Ministra acha "normal" demora na criação da Comissão da Verdade no Rio
Maria do Rosário, dos Direitos Humanos, reuniu-se com o prefeito de Niterói
A ministra da Secretaria de Direitos Humanos da Presidência da República, Maria do Rosário, considerou normal a demora do governo fluminense em criar sua Comissão da Verdade. A Lei 6.335/12, que formaliza a instituição do grupo que investigará crimes cometidos por agentes públicos entre 1946 e 1988, foi sancionada no último dia 25 de outubro. No entanto, até hoje, os integrantes do colegiado, que devem ter "reconhecida idoneidade e conduta ética", não foram escolhidos por Sérgio Cabral.
"Muito importante que o Rio de Janeiro também institua sua Comissão da Verdade. O Rio foi palco de resistências importantes, mas também de violências muito sérias no período da ditadura militar. Tem um rol de desaparecidos que realmente merece nosso respeito. E cada vez que um estado institui a sua Comissão da Verdade, reforça o trabalho da Comissão em plano Federal", afirmou ela, ao ser questionada sobre a demora. "Sei que o governador Sérgio Cabral está tomando todas as medidas para colocar a Comissão em funcionamento, e tem para isso todo o nosso apoio".
Conforme noticiou o Jornal do Brasil, as entidades que lutam pela memória dos mortos e desaparecidos durante ditadura militar acreditam que a demora na criação do grupo é resultado de resistência política.

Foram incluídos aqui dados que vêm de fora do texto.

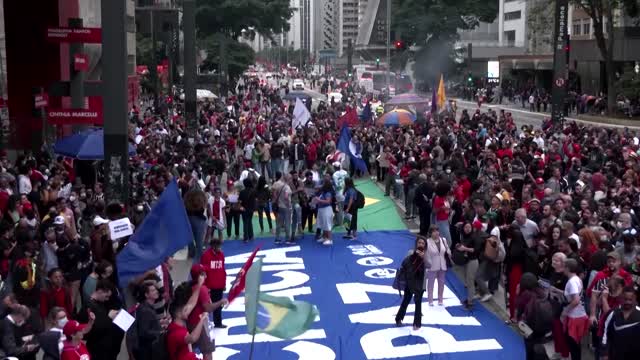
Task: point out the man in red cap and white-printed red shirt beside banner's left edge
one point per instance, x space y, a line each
213 262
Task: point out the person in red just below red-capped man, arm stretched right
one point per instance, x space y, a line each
204 305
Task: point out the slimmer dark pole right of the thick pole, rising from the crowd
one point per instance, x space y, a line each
189 25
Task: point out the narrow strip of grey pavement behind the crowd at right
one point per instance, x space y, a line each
594 120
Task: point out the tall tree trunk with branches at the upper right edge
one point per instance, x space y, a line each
598 11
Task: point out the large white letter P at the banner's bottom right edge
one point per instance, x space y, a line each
379 344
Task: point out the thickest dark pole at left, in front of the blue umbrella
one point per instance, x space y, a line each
114 82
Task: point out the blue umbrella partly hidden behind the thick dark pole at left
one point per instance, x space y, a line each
86 145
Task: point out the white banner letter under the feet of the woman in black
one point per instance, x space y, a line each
430 316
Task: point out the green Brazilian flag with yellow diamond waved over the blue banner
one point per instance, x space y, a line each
274 315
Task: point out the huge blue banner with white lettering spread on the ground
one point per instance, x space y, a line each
351 285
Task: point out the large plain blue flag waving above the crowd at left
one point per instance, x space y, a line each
165 230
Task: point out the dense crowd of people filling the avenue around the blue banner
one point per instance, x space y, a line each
551 210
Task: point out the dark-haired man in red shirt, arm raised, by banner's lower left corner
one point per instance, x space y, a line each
179 339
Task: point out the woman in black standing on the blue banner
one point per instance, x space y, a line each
412 272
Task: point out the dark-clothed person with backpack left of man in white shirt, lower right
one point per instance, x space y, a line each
535 316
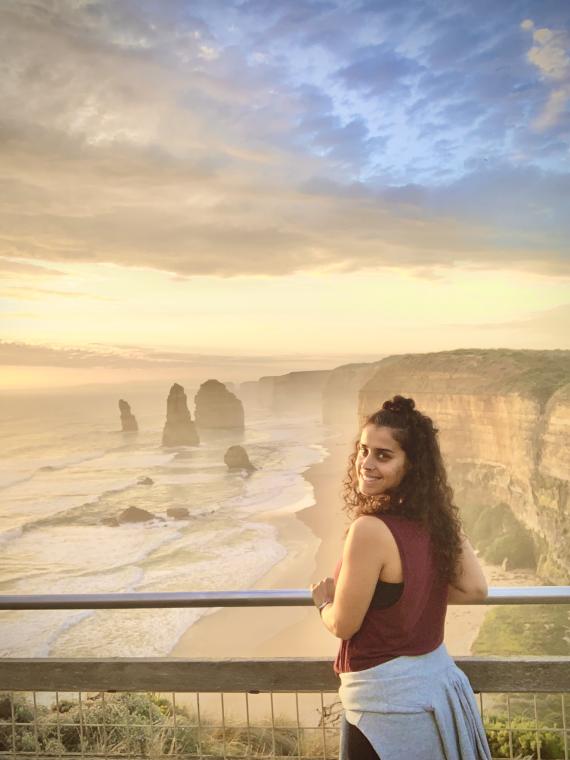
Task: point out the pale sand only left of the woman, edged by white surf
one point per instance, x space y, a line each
309 536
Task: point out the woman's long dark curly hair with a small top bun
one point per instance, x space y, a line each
424 493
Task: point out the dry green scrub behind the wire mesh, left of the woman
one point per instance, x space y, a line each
133 724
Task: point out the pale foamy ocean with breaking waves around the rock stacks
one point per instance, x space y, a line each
66 466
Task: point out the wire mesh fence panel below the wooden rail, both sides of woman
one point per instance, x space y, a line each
208 725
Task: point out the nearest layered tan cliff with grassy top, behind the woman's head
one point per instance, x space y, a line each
504 421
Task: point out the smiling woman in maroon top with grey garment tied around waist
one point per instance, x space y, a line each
405 557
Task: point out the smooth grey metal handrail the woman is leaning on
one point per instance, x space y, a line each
279 598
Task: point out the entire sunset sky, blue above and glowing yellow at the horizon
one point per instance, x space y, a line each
191 186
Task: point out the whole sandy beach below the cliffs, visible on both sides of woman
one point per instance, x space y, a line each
313 538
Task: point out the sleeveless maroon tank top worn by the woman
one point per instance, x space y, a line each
415 623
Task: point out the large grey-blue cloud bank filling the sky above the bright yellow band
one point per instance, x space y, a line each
275 138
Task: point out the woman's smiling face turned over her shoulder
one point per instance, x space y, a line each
381 462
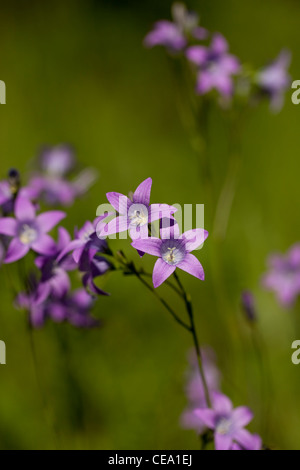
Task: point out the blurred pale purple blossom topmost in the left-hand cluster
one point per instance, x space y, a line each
52 183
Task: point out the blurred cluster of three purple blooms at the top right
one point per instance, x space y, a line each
215 68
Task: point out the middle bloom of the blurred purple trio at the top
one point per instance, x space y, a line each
215 66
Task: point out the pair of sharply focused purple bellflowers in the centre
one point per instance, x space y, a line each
172 249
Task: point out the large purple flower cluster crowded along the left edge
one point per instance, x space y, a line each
47 286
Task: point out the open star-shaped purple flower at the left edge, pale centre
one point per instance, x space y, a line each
29 231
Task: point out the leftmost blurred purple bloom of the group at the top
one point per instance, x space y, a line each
174 35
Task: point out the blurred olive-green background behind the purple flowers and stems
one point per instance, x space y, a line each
76 71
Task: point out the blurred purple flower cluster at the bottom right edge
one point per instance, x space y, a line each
226 422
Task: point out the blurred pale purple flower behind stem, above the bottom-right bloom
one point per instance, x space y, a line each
194 388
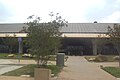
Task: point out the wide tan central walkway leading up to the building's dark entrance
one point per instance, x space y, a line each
77 68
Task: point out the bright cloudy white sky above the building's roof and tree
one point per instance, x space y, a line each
73 11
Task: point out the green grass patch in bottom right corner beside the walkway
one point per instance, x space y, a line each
115 71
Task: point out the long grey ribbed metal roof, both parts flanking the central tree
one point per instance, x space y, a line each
71 28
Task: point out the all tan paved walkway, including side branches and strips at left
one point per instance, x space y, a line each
77 68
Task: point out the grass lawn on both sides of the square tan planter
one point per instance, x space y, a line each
29 70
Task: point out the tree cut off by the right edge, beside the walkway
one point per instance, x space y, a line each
114 34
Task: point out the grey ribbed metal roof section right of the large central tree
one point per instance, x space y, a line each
87 27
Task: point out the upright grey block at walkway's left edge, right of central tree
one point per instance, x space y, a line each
60 59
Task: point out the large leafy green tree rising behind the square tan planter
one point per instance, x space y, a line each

Maria do Rosário esteve, na manhã desta sexta-feira (8.02), em Niterói, Região Metropolitana do Rio, onde encontrou-se com o prefeito Rodrigo Neves (PT). Durante a reunião, ela recebeu das mãos do político o projeto "Praia sem Barreiras", para que pessoas com deficiência ou com mobilidade reduzida possam frequentar as praias da cidade. Ainda segundo o petista, o município instituiu um grupo de trabalho para elaborar o Plano Municipal de Acessibilidade, que deve estar pronto dentro de 90 dias.
"Vamos assinar a adesão de Niterói ao programa federal Viver Sem Limites. Toda agenda de governo e políticas públicas serão voltadas para a inclusão, para a assessibilidade. Niterói tem tradição com as instituições e entidades que atuam na área da pessoa com deficiência e a prefeitura vai potencializar este trabalho", enfatizou o prefeito.
Internação compulsória
A ministra demonstrou preocupação com o tratamento dispensado às crianças e adolescentes viciados em crack. Perguntada sobre a política de internação compulsória praticada pela prefeitura do Rio de Janeiro, Maria do Rosário disse não ver problema na ação, mas apontou erros:
"Quando uma criança ou um adolescente está nas ruas, o Estado tem que agir. A grande questão deste tipo de internação é como é o tratamento depois. Precisamos qualificar para que este atendimento seja efetivo e as pessoas busquem e tenham a possibilidade de retornar para as suas casas. O crack é uma droga terrível, se nós deixarmos as crianças simplesmente nas ruas, elas acabam sendo exploradas sexualmente, trocando o corpo pela droga. E tudo isso é muito duro de a gente ver e fingir que não vê. Agora, o atendimento posterior, esse tem nos preocupado. Não falo do Rio de Janeiro, eu falo em todo o Brasil", analisou.
Para a ministra, falar contra uma política e não propôr nada, não vai resolver. "As crianças ficarem na rua é ruim. Mas falar que está tudo resolvido, não. Elas precisam do atendimento adequado para saírem das drogas", concluiu.